Stanford EE364A Convex Optimization I Stephen Boyd I 2023 I Lecture 11

()

Binary Hypothesis Testing

The goal is to determine which of two distributions generated an observed sample.
A randomized detector is introduced as a policy for attributing observations to distributions.
Scalarizing the problem simplifies the solution.
Minimizing the total number of errors leads to a simple solution based on maximum likelihood.
Minimizing the maximum of false positive and false negative errors results in a non-deterministic detector.

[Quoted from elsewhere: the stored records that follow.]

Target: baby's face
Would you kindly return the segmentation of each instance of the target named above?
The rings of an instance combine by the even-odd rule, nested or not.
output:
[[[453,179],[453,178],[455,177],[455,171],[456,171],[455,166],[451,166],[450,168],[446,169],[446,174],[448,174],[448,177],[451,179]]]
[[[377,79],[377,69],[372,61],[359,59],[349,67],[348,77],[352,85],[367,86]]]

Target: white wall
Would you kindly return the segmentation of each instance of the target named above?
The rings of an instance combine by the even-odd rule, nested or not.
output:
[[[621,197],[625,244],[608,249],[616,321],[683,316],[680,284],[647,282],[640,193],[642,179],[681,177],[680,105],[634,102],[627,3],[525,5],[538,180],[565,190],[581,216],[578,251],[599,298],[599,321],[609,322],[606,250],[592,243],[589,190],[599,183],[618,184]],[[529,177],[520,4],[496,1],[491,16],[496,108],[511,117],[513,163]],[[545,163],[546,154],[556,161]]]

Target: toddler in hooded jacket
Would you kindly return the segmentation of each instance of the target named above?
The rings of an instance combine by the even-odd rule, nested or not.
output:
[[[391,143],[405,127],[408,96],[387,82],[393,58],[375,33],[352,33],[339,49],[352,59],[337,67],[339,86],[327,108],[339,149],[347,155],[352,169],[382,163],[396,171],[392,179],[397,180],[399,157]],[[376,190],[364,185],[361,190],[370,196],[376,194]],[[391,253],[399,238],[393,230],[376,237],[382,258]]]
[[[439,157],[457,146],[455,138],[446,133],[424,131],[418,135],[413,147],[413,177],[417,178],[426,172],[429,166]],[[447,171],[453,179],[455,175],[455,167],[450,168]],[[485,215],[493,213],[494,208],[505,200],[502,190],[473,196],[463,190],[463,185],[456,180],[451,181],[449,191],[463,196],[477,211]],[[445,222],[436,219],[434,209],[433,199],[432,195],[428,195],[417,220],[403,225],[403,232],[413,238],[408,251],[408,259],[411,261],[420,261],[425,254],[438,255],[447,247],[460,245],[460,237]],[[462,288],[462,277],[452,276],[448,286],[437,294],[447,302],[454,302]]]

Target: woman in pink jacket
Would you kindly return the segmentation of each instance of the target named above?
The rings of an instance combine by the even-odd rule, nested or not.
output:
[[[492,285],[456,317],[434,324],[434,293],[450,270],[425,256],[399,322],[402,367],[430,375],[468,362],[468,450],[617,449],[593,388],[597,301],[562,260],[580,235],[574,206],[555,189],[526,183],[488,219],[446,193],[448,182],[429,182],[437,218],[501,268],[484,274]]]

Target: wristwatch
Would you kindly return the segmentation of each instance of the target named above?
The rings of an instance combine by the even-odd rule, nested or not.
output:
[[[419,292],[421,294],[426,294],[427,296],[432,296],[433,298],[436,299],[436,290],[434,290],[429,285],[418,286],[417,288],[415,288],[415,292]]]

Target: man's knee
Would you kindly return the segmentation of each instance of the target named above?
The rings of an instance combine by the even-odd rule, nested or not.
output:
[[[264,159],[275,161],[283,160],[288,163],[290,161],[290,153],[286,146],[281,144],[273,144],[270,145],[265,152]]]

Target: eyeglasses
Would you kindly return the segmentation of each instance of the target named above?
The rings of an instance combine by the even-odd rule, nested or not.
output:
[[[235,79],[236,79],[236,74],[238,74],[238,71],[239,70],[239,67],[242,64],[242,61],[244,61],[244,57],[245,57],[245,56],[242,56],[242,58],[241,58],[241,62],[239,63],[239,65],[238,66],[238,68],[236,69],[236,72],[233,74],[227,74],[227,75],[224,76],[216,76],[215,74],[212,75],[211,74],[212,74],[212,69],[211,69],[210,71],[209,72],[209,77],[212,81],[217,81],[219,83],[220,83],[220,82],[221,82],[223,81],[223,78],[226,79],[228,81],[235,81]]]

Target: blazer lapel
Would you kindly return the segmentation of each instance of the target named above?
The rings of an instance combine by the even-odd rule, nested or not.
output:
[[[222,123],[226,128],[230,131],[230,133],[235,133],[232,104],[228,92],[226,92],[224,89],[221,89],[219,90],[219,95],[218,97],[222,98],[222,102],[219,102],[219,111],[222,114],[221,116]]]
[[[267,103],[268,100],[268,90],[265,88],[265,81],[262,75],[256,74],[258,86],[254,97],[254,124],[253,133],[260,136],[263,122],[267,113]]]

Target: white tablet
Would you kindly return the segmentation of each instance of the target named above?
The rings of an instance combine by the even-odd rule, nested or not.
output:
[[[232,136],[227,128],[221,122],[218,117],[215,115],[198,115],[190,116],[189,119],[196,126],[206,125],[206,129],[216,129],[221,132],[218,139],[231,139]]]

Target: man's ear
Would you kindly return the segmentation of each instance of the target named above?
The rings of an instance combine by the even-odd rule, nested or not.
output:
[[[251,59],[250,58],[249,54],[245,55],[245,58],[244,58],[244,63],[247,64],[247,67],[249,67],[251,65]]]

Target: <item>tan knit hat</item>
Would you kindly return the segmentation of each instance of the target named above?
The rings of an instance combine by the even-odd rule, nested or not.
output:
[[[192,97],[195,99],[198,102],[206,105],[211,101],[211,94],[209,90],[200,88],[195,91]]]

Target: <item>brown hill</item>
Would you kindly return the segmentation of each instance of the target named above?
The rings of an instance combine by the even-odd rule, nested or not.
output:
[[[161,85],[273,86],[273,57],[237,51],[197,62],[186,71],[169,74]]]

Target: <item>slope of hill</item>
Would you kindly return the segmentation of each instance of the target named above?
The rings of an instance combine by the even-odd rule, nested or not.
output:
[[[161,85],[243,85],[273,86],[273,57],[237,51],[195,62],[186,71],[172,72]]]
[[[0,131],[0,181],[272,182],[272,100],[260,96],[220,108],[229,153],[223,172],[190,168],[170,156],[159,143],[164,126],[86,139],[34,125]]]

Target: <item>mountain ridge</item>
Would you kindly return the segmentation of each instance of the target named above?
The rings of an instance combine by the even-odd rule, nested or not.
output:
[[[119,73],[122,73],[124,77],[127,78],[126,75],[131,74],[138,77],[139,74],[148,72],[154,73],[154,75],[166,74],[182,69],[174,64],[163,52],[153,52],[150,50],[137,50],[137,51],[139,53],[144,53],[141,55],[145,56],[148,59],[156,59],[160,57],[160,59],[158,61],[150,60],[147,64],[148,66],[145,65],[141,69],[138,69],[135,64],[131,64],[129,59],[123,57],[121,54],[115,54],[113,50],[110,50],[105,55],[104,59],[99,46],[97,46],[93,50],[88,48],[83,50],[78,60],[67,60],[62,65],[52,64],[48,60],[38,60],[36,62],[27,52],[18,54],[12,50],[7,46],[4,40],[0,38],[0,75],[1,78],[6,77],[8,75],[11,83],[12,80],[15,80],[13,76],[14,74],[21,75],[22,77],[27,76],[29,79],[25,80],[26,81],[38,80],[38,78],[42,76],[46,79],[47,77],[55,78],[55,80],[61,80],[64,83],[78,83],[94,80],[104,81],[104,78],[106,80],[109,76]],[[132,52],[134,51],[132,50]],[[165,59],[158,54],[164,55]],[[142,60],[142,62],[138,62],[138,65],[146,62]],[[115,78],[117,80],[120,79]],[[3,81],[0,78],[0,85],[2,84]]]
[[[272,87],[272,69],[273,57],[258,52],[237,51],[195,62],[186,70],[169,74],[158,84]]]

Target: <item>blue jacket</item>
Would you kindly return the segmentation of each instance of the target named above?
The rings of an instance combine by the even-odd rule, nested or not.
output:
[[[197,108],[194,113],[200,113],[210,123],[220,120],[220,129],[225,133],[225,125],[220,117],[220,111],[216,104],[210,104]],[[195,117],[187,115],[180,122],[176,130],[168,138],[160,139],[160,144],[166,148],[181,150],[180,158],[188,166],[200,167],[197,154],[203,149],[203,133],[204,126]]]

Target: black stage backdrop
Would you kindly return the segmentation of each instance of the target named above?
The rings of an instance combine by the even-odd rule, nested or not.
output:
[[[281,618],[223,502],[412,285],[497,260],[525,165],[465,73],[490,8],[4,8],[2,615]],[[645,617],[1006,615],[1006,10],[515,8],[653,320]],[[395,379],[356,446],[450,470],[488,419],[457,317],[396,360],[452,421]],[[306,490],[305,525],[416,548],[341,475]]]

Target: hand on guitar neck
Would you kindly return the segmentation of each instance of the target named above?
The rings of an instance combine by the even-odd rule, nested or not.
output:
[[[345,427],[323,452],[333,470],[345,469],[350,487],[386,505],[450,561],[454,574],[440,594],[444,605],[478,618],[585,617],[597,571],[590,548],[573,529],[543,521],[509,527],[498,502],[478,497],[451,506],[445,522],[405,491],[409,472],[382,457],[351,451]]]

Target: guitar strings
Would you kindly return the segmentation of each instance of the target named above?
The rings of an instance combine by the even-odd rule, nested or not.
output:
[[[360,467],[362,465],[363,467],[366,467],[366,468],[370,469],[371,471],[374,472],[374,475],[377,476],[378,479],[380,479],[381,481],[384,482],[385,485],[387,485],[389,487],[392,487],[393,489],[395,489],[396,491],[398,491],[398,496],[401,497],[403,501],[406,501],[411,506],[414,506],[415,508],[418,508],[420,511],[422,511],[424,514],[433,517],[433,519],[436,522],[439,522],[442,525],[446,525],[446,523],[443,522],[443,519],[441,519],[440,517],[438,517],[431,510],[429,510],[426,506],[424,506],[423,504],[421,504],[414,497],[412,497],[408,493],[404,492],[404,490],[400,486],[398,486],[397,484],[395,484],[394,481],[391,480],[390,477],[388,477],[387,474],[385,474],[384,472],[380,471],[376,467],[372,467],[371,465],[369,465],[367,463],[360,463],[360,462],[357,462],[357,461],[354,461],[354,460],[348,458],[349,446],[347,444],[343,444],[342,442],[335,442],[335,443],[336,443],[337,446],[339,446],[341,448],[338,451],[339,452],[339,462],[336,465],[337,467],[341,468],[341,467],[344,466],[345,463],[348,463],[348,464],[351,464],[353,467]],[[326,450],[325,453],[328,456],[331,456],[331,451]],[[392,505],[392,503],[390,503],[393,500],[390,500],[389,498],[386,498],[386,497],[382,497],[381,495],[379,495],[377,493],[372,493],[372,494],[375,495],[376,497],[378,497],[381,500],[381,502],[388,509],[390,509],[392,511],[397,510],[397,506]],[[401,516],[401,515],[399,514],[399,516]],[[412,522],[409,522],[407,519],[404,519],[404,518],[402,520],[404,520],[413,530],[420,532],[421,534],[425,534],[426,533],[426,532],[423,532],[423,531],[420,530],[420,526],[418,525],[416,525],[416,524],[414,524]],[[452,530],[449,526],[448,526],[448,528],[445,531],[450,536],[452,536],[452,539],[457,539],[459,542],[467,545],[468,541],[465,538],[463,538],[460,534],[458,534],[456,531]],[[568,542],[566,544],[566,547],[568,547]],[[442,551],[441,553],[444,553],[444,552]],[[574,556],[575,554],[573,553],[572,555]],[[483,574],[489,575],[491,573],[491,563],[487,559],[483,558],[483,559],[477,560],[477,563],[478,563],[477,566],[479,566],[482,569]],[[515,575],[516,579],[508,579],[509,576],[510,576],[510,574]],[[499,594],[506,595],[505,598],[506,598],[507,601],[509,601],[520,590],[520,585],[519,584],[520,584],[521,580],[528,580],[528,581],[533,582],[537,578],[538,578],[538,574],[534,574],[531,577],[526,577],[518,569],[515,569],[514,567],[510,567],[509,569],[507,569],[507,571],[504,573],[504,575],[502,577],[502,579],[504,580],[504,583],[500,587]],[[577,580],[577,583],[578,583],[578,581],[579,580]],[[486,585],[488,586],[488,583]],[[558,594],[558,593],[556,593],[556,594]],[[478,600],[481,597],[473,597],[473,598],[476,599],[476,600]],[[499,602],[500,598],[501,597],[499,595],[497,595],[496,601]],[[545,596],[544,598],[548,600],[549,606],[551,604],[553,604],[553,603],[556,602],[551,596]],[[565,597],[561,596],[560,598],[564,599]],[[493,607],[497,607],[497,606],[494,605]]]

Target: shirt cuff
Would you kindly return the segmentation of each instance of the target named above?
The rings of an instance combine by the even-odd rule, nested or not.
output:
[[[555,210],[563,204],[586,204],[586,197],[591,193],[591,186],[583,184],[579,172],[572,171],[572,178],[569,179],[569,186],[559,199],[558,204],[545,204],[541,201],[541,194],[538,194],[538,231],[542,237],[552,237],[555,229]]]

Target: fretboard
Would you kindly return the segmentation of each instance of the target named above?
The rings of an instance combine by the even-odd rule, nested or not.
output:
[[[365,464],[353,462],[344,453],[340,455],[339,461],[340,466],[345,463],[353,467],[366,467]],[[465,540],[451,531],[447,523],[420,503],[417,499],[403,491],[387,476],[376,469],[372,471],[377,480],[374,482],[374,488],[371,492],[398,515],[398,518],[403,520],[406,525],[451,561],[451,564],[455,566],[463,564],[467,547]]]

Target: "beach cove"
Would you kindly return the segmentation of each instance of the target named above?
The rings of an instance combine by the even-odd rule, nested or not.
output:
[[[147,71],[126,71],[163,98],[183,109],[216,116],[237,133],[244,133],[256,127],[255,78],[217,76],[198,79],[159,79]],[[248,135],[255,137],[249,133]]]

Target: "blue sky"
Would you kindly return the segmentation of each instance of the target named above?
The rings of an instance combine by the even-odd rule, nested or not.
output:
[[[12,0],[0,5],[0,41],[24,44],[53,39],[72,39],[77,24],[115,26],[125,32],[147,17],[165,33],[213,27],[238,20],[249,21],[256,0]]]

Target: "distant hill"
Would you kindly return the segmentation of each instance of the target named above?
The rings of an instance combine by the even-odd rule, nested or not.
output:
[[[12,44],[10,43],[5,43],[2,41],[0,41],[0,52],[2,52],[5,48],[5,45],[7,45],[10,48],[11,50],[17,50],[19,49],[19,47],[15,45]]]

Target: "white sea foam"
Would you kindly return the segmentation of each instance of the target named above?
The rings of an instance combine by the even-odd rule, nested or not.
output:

The concept of experiment design involves linear measurements and a measurement vector.
The measurements are normalized to have the same standard deviation.
The goal is to choose the best subset of experiments to obtain the best estimate of a parameter.
The optimality criterion is based on the size of the confidence ellipsoid.
A simple experiment design method is to choose the experiment with the highest signal-to-noise ratio.
The Gaussian model allows for the experiment design problem to be formulated as an integer programming problem.
A relaxation technique for solving experiment design problems is introduced.
The speaker suggests using a probabilistic approach to determine which experiment to perform.
The rounded solution may not minimize the confidence ellipsoid volume but is close to the optimal solution.
The assumption of M (the number of experiments) being much larger than P (the number of options) is made.
The speaker introduces the concept of D-optimal experiment design.

The goal is to find the minimum volume ellipsoid that covers the given experiments.
The experiments with higher signal-to-noise ratio (SNR) are more desirable and should be chosen.
The optimal experiment design chooses two experiments that are closest to orthogonal to each other.
Adding a budget constraint allows for cost-effective experiment design.
Complex constraints can be incorporated into the convex optimization problem.
The volume of the ellipsoid is inversely proportional to the square root of the determinant of W.
Determining if two polyhedra intersect is a convex problem.
Finding the minimum distance between two polyhedra is a convex optimization problem.

This can be formulated as a convex optimization problem.
One application is in outlier detection.
A method called "ellipsoidal peeling" can be used to iteratively remove outliers and find the minimum volume ellipsoid.
Finding the minimum volume ellipsoid that covers a polyhedron given an inequality form is NP-hard.
The dual problem of finding the maximum volume ellipsoid that fits inside a polyhedron is tractable if the polyhedron is described by inequalities but NP-hard if it's described by its vertices.
The Löwner-John ellipsoid is the minimum volume ellipsoid that covers a convex bounded set with non-empty interior.
Ellipsoids are universal approximators of convex sets within a factor of √n.
Any norm on ℝ^n can be approximated with a quadratic norm with error no more than the fourth root of n.